Dirinya berharap agar FGD tersebut bisa menghasilkan konsep gagasan untuk NTT bagaimana menentang paham demokrasi yang bertentangan dengan Pancasila. Dalam FGD tersebut menghadirkan tiga pembicara yang berkompeten di bidangnya.
Masing-masing, Ahmad Atang, selaku Ketua Program Studi Magister Sosiologi Pasca Sarjana Universitas Muhammadyah Kupang, Yohanes Octavianus, selaku Kepala Badan Kesbangpol NTT yang juga ketua FKPT NTT dan AKBP Purnawirawan I Ketut Suwijana, selaku pengamat intoleransi, radikalisme dan terorisme.
FGD tersebut dipandu oleh Amir Kiwang yang juga dosen Universitas Muhammadiyah Kupang (UMK).
Pada kesempatan itu, Kepala Badan Kesbangpol NTT, Yohanes Octavianus, memaparkan materi tentang milenial cerdas memilih organisasi yang tidak berafiliasi dengan kelompok radikal anti Pancasila.
Dikatakan, ciri-ciri radikalisme yaitu kaku dan tekstualis dalam bersikap. Ekstrem, fundamentalis dan eksklusif. Selalu bersemangat mengoreksi orang lain. Menggunakan kekerasan, memiliki kesetiaan lintas negara, musuh yang tidak jelas identitasnya, senang memilih jalan peperangan, bersemangat pada isu penegakan negara agama dan mengkafirkan orang lain.
Ciri-ciri organisasi kelompok radikal, jelasnya, menentang ideologi negara Pancasila, penyelesaian perkara dengan kekerasan atau senjata.
"Faktor penyebab radikalisme yaitu, pemikiran, ekonomi, politik, sosial, psikologis dan pendidikan," ungkapnya.
Radikalisme bisa dengan mudah disisipkan dalam pengajaran.
"Apakah ada, saya sampaikan itu ada," ujarnya.
Jika radikalisme tidak bisa dicegah maka akan menjadi terorisme. Dan, ini tahapannya sudah nekat bahkan hingga bunuh diri. Karena itu, pentingnya keterlibatan aktif kaum muda yaitu memberdayakan pikiran-pikiran muda serta terus membangun ketahanan (optimis dan patriotis) serta bimbingan dan panduan.
"Upaya pemerintah mencegah radikalisme hingga terorisme. Kita perlu bekerja sama semua pihak untuk menjaga perdamaian," jelasnya.

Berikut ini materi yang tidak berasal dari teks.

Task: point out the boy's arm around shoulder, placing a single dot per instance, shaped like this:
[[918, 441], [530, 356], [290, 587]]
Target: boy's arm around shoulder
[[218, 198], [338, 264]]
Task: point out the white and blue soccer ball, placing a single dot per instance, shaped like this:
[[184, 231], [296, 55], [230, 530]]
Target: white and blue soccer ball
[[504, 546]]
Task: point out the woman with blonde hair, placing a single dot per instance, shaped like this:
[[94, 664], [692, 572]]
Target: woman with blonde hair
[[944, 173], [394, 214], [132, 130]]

Sementara pemateri selanjutnya, AKBP Purnawirawan I Ketut Suwijana, selaku pengamat intoleransi, radikalisme dan terorisme membawakan materi tentang keberadaan intoleransi dan radikalisme di Provinsi NTT dan peran masyarakat dalam mencegahnya untuk menciptakan situasi kondusif pada Pemilu 2024.

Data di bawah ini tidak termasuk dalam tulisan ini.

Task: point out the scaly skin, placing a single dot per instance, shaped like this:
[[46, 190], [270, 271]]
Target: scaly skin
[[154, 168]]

"Pendiri bangsa ini menginginkan agar seluruh rakyat tetap satu yaitu Bangsa Indonesia. Mari, kita jadikan perbedaan ini sebagai kekayaan dan kekuatan Indonesia," jelasnya.
Menurutnya, Nusa Tenggara Timur ini memiliki kekayaan budaya yang sangat banyak. Seperti tarian tradisional ditingkatkan, dan hal lainnya.
"Pancasila paling cocok untuk menyatukan kita semua, jangan tinggalkan Pancasila," tandasnya.
Bagaimana agar tidak terpengaruh paham radikalisme, kata Suwijana, yaitu tingkatkan imunitas supaya tidak terpengaruh dengan paham radikal.
"Ideologi tidak bisa mati, ideologi hanya bisa dilawan dengan ideologi," tegasnya.
Dirinya juga mengajak agar seluruh masyarakat menguatkan bangsa Indonesia dengan Bhineka Tunggal Ika. Ia berharap, generasi penerus bangsa menjadi generasi patuh hukum, menjadi agent of change, menjadi generasi pembelajar , tumbuhkan pemikiran yang solutif.
"Taat beribadah rendah hati dan empati," ujarnya.
Sementara Ahmad Atang mengatakan, fenomena radikalisme dan intoleran. Praktik demokrasi 2024 nanti akan berbeda dengan Pemilu tahun sebelumnya. Prediksi isu tidak akan muncul soal sara dan hoax tapi isu yang muncul adalah berbasis dinasti.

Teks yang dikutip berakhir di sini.